Please note that you must use SSL certificates when HTTPS is enabled (see instructions for generating SSL certificates):

curl --cacert secrets/ca_cert.pem --cert secrets/operator-cli_cert.pem --key secrets/operator-cli_key.pem https://localhost:4444/cluster/test/status

Generate SSL certificates and keystores

Execute the script secrets.sh to generate self-signed certificates and keystores required to run the Flink Operator.

./secrets.sh flink-operator key-password keystore-password truststore-password

This command will generate new certificates and keystores in the directory secrets.

Monitoring Flink Operator

The operator exposes metrics to Prometheus on port 8080 by default. The metrics are exposed using HTTP protocol.

http://localhost:8080/metrics

Install Flink Operator

Create a namespace with command:

kubectl create namespace flink

Create a secret which contain the keystore and the truststore files:

kubectl create secret generic flink-operator-ssl -n flink \
    --from-file=keystore.jks=secrets/keystore-operator-api.jks \
    --from-file=truststore.jks=secrets/truststore-operator-api.jks \
    --from-literal=keystore-secret=keystore-password \
    --from-literal=truststore-secret=truststore-password

Install the operator's global resources with commands:

helm install --name flink-k8s-toolbox-global helm/flink-k8s-toolbox-global

Install the operator's namespace resources with command:

helm install --name flink-k8s-toolbox-services --namespace flink helm/flink-k8s-toolbox-services --set ssl.secretName=flink-operator-ssl

Run the operator with command:

 kubectl scale deployment -n flink flink-operator --replicas=1

Uninstall Flink Operator

Stop the operator with command:

 kubectl scale deployment -n flink flink-operator --replicas=0

Remove the operator's namespace resources with command:

helm delete --purge flink-k8s-toolbox-services

Remove the operator's global resources with command:

helm delete --purge flink-k8s-toolbox-global

Remove secret with command:

kubectl delete secret -n flink flink-operator-ssl

Remove namespace with command:

helm delete namespace flink

Get Docker image of Flink Operator

The Docker image can be downloaded from Docker Hub:

docker fetch nextbreakpoint/flink-k8s-toolbox:1.1.6-beta

Tag and push the image into your registry if needed:

docker tag nextbreakpoint/flink-k8s-toolbox:1.1.6-beta some-registry/flink-k8s-toolbox:1.1.6-beta
docker login some-registry
docker push some-registry/flink-k8s-toolbox:1.1.6-beta

Run Flink Operator manually

Run the operator using the image on Docker Hub:

kubectl run flink-operator --restart=Never -n flink --image=nextbreakpoint/flink-k8s-toolbox:1.1.6-beta \
    --overrides='{ "apiVersion": "v1", "metadata": { "labels": { "app": "flink-operator" } }, "spec": { "serviceAccountName": "flink-operator", "imagePullPolicy": "Always" } }' -- operator run --namespace=flink

Or run the operator using your own registry and pull secrets:

kubectl run flink-operator --restart=Never -n flink --image=some-registry/flink-k8s-toolbox:1.1.6-beta \
    --overrides='{ "apiVersion": "v1", "metadata": { "labels": { "app": "flink-operator" } }, "spec": { "serviceAccountName": "flink-operator", "imagePullPolicy": "Always", "imagePullSecrets": [{"name": "your-pull-secrets"}] } }' -- operator run --namespace=flink

Please note that you MUST run only one operator for each namespace to avoid conflicts.

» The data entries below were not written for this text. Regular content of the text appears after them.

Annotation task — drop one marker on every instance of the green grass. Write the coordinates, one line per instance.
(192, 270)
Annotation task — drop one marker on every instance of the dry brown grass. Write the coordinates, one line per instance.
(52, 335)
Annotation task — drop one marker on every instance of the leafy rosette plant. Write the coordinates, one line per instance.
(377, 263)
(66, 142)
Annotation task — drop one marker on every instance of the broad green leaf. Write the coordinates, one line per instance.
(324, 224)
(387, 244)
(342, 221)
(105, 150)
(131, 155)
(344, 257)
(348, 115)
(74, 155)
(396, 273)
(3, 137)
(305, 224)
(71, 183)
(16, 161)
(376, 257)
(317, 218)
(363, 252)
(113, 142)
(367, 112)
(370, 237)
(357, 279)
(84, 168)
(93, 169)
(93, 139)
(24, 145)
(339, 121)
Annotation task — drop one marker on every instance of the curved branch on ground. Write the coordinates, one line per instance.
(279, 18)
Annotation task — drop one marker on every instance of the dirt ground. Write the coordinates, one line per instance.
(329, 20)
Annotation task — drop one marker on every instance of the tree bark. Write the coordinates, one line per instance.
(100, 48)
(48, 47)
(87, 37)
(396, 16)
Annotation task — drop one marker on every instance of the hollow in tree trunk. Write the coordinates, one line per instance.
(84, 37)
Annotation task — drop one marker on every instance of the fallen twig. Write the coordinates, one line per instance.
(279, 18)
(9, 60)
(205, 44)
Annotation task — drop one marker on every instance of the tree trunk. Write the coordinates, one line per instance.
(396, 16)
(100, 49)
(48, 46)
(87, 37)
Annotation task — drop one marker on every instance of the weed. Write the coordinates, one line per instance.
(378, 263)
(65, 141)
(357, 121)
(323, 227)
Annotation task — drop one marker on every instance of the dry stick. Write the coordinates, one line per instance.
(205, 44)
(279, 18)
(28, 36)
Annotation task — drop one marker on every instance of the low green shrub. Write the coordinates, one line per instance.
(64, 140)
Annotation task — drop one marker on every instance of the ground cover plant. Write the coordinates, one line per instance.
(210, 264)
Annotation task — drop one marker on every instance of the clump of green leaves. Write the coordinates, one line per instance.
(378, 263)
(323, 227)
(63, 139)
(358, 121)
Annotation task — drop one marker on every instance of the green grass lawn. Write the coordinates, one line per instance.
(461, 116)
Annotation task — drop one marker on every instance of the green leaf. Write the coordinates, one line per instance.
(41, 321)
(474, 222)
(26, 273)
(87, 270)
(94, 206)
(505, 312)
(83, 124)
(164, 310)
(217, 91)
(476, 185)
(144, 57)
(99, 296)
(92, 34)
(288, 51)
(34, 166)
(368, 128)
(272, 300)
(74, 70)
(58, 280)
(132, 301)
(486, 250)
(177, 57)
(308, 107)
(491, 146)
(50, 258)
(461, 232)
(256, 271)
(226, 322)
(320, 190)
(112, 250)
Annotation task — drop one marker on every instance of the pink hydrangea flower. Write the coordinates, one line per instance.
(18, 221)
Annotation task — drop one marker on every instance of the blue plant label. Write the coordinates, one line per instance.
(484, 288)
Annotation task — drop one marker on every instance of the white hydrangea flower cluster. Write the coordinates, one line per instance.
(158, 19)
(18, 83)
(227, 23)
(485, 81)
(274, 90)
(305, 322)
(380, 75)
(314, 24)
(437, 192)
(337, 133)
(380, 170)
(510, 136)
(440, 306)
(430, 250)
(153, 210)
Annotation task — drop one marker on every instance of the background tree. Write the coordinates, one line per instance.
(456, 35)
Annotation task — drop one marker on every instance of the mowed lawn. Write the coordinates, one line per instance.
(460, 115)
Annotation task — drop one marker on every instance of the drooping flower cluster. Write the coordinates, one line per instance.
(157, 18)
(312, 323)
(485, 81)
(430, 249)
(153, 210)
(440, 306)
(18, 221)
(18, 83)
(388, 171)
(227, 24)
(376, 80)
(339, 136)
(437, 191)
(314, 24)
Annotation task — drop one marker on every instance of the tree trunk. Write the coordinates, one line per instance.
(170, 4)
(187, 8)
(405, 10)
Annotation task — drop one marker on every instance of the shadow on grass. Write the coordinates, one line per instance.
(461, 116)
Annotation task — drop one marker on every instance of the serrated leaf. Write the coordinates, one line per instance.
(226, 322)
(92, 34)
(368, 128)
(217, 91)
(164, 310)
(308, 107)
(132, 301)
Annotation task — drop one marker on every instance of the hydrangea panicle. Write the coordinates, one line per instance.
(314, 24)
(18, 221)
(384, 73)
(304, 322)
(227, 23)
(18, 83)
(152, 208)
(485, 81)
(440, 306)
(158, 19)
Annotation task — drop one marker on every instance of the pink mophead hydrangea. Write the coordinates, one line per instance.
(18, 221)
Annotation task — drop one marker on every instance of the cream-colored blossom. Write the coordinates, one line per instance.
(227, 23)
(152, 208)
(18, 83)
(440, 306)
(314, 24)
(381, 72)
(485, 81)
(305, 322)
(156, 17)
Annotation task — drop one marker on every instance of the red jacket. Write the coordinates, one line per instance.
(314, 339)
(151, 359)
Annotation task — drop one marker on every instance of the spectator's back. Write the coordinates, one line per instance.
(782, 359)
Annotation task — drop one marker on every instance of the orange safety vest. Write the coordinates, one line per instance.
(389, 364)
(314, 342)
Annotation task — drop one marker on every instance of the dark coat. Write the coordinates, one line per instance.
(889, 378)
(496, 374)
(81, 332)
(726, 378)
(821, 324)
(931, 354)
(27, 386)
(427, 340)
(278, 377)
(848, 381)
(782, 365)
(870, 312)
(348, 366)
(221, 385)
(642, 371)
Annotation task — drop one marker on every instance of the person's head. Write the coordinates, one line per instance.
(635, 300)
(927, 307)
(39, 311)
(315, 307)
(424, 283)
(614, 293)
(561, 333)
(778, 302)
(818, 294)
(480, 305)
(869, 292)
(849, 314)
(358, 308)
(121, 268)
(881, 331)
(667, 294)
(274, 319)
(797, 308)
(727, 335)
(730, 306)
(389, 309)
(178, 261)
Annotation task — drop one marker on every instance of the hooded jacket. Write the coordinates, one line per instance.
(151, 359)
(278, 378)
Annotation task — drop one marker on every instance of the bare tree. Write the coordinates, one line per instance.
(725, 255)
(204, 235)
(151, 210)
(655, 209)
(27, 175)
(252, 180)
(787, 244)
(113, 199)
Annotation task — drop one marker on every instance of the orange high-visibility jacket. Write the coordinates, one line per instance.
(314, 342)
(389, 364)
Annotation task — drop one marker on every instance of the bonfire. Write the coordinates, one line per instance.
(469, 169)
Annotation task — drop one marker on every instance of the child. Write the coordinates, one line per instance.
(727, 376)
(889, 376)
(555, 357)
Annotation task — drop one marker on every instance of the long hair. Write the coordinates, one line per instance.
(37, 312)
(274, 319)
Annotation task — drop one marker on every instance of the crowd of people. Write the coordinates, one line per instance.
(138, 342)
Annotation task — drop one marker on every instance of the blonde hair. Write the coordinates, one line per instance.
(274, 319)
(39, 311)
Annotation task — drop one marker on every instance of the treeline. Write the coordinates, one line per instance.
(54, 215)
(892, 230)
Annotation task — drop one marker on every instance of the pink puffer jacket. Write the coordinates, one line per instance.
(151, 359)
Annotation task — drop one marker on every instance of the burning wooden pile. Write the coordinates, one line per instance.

Verify that the pod has been created:

kubectl get pod flink-operator -o yaml

Verify that there are no errors in the logs:

kubectl logs flink-operator

Check the system events if the pod doesn't start:

kubectl get events

Custom resources

Flink Operator requires a Custom Resource Definition:

apiVersion: apiextensions.k8s.io/v1beta1
kind: CustomResourceDefinition
metadata:
  name: flinkclusters.nextbreakpoint.com
spec:
  group: nextbreakpoint.com
  version: "v1"
  scope: Namespaced
  names:
    plural: flinkclusters
    singular: flinkcluster
    kind: FlinkCluster
    shortNames:
    - fc

FlinkCluster resources can be created or deleted as any other resource in Kubernetes using kubectl command.

The Custom Resource Definition is installed with the Helm chart.

Create a Flink cluster

Make sure the CRD has been installed (see above).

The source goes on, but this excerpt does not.